Las 6 diferencias entre célula procariota y célula eucariota

Las células procariotas, típicas de formas menos evolucionadas, y eucariotas, como las que constituyen el cuerpo humano, tienen tantos puntos comunes como diferenciales. Un repaso por ellos.
Diferencias célula procariota célula eucariota

La célula es la unidad básica de la vida. Desde la bacteria unicelular más simple hasta el ser humano (con 30 billones de células), todos tenemos algo en común: una composición celular, en mayor o menor escala. Toda célula tiene información genética que dirige su metabolismo, orgánulos para mantenerse a sí misma y una membrana que la diferencia del exterior.

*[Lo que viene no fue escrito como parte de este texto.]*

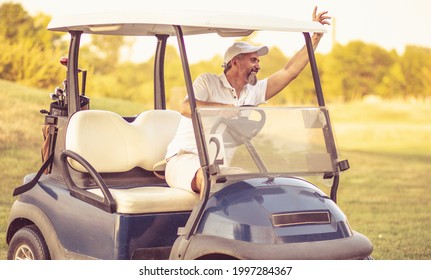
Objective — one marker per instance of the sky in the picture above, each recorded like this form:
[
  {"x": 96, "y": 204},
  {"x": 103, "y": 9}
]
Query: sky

Estos dogmas son inamovibles cuando hablamos de la vida.

En los organismos pluricelulares siempre hay excepciones, ya que tenemos tejidos especializados y, por tanto, algunas células pueden permitirse modificarse al extremo. Un claro ejemplo de ello son los corneocitos, células que ocupan la parte más externa de la epidermis. Estos están prácticamente “muertos”, ya que carecen de orgánulos, su contenido en agua es ínfimo y su núcleo se ha degradado. Su mera función es protegernos del medio y, por ello, no necesitan automantenerse.

Una historia muy diferente es la contada por los organismos unicelulares. En ellos, todo su cuerpo es un ente celular. Así pues, la selección natural debe “ingeniárselas” para que el movimiento, quimiosíntesis, percepción y reproducción se puedan englobar todos en una sola célula. Con base en esta premisa, te contamos las diferencias entre la célula procariota y eucariota en las siguientes líneas.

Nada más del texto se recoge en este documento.